Она сняла очки и, подышав на них, протерла концом фартука.
— Вот, только не хватало, чтоб она тоже так думала, — рассердилась Анна и, с силой встряхнув платье, принялась закалывать на нем складки. — Что она, что Роза — они обе для меня одинаковые. А мальчик, тот просто чудо, какой спокойный. Вы же видели, как я его сегодня в первый раз посадила на лошадку, и хоть бы что. Лопочет что-то от радости. С каждым днем он все больше похож на отца.
— Да уж. Вылитый Карсфилд, — кивнула старуха.
— Элен, — продолжала Анна, — нехорошо ведет себя с ним. Возьмет, уставится на него — ну, вы знаете, как она умеет, — и ждет, испугается он или нет. А раньше она часто отбирала у него бутылочку и смотрела, что он будет делать. Роза с ним отлично ладит, а Элен…
— Старуха отложила работу, и в комнате наступила тишина, нарушаемая лишь тиканьем часов.
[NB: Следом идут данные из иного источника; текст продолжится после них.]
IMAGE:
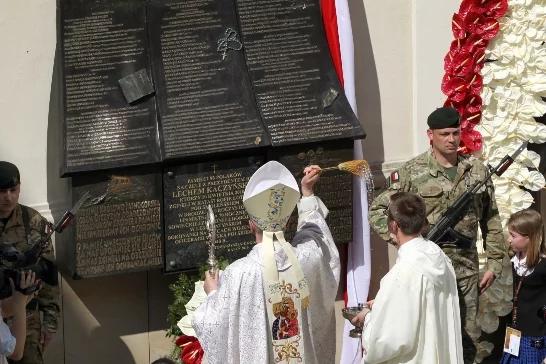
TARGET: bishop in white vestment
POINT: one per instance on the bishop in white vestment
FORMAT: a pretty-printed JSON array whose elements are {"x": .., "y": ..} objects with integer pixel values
[
  {"x": 276, "y": 305},
  {"x": 414, "y": 317}
]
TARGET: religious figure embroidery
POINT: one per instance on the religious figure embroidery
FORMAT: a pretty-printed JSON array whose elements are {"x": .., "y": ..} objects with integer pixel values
[{"x": 286, "y": 323}]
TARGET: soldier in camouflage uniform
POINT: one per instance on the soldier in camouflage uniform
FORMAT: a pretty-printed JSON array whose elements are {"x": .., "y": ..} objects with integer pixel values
[
  {"x": 24, "y": 226},
  {"x": 440, "y": 176}
]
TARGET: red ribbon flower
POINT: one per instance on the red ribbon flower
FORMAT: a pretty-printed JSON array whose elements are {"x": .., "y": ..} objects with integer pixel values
[
  {"x": 191, "y": 351},
  {"x": 476, "y": 23}
]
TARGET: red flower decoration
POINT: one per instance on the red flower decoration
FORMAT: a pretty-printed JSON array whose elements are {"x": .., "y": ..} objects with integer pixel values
[
  {"x": 487, "y": 28},
  {"x": 459, "y": 88},
  {"x": 473, "y": 26},
  {"x": 457, "y": 26},
  {"x": 191, "y": 351}
]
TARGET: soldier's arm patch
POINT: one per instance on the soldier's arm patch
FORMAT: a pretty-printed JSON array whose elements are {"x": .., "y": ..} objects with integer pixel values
[{"x": 393, "y": 179}]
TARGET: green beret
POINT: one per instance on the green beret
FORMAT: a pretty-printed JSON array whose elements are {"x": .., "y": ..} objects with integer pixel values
[
  {"x": 443, "y": 117},
  {"x": 9, "y": 175}
]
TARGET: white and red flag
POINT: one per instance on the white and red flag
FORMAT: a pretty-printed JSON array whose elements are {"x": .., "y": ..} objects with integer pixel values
[{"x": 337, "y": 25}]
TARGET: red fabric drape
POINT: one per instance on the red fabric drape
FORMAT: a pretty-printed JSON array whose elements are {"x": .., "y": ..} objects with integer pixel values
[{"x": 329, "y": 19}]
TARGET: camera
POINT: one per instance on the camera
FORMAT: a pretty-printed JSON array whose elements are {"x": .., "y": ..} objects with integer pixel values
[
  {"x": 45, "y": 270},
  {"x": 542, "y": 313}
]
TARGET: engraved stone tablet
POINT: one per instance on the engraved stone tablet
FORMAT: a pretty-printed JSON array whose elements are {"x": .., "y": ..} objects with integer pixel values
[
  {"x": 136, "y": 85},
  {"x": 119, "y": 228},
  {"x": 188, "y": 189},
  {"x": 297, "y": 91},
  {"x": 205, "y": 98},
  {"x": 335, "y": 188},
  {"x": 103, "y": 42}
]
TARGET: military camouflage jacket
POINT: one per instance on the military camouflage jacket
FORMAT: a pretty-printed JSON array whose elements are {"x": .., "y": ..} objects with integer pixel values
[
  {"x": 424, "y": 176},
  {"x": 14, "y": 232}
]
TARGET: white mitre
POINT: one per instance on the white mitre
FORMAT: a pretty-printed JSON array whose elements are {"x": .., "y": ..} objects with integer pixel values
[{"x": 270, "y": 196}]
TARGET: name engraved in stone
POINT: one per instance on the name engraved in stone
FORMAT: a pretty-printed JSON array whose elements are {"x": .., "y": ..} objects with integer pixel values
[
  {"x": 118, "y": 237},
  {"x": 186, "y": 199},
  {"x": 206, "y": 104},
  {"x": 101, "y": 44},
  {"x": 291, "y": 71}
]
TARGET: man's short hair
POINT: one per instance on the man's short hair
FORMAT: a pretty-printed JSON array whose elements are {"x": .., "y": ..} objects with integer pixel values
[
  {"x": 443, "y": 117},
  {"x": 409, "y": 211},
  {"x": 9, "y": 175}
]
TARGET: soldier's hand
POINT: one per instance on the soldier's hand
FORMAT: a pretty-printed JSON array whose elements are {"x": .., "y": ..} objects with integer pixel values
[
  {"x": 45, "y": 338},
  {"x": 310, "y": 178},
  {"x": 487, "y": 281},
  {"x": 211, "y": 281}
]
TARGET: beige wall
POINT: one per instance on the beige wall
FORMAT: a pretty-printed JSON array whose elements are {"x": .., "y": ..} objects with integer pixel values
[{"x": 399, "y": 48}]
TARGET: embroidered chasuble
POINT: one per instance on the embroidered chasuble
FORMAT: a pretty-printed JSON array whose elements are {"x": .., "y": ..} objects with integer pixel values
[{"x": 276, "y": 305}]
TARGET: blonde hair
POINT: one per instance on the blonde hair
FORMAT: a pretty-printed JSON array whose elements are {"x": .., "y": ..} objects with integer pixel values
[{"x": 528, "y": 223}]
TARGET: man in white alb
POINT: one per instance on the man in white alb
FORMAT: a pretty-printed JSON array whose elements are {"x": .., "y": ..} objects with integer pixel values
[
  {"x": 415, "y": 316},
  {"x": 276, "y": 305}
]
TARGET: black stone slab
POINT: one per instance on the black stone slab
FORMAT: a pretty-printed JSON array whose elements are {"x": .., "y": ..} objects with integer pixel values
[
  {"x": 119, "y": 229},
  {"x": 335, "y": 188},
  {"x": 205, "y": 99},
  {"x": 188, "y": 189},
  {"x": 103, "y": 42},
  {"x": 294, "y": 82}
]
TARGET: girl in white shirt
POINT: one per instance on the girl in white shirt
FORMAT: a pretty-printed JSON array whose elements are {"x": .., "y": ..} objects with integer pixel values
[{"x": 13, "y": 337}]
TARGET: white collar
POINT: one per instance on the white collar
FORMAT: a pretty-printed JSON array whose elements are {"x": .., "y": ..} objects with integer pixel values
[
  {"x": 410, "y": 244},
  {"x": 520, "y": 266}
]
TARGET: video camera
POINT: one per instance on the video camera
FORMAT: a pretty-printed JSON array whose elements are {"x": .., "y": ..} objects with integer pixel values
[{"x": 32, "y": 259}]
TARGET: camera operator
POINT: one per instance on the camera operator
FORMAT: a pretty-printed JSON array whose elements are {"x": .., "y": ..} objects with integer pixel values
[
  {"x": 13, "y": 337},
  {"x": 23, "y": 226}
]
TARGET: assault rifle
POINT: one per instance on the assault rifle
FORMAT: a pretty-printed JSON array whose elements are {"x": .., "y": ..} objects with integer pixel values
[{"x": 455, "y": 212}]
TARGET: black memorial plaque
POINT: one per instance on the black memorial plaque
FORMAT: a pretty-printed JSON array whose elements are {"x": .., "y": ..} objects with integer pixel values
[
  {"x": 104, "y": 42},
  {"x": 205, "y": 99},
  {"x": 188, "y": 190},
  {"x": 119, "y": 229},
  {"x": 295, "y": 85},
  {"x": 335, "y": 188}
]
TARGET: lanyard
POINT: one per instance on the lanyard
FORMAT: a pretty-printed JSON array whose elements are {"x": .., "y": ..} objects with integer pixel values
[{"x": 515, "y": 301}]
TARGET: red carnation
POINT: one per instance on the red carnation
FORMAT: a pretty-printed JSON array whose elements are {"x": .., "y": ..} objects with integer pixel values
[
  {"x": 191, "y": 351},
  {"x": 459, "y": 63},
  {"x": 470, "y": 105},
  {"x": 457, "y": 26},
  {"x": 489, "y": 8},
  {"x": 487, "y": 28}
]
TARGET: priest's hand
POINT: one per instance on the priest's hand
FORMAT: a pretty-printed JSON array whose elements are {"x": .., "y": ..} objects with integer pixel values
[
  {"x": 487, "y": 281},
  {"x": 358, "y": 320},
  {"x": 310, "y": 178},
  {"x": 211, "y": 281}
]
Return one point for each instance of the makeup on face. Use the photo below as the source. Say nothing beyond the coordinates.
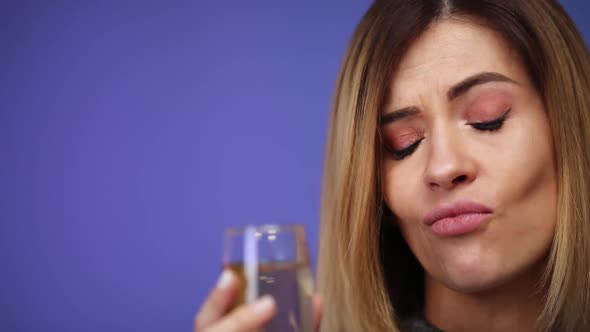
(484, 108)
Ей хотелось раз и навсегда высказать Анне все, что она думает о ней, о Генри и об Элен, о том, что они калечат ребенку душу, но ее внимание отвлекли часы. И она сразу будто поглупела, перезабыла все нужные слова, а в голове эхом отдавалось: тик-так, тик-так. Как громко стучат часы, — только и сказала она.
«Ах, мама, мама, опять она не о том… Ни совета, ни помощи от нее не дождешься…»— подумала Анна.
Она тоже взглянула на часы.
— Мама, если вы закончили, пойдите на кухню. Пора подогреть кофе и ветчины нарежьте, что ли… Генри вот-вот придет. У меня тоже почти готово… — Она взяла платье за плечики и показала матери. — Правда, прелесть? А когда девочки подрастут, мы их удлиним и, если надо будет, перекрасим.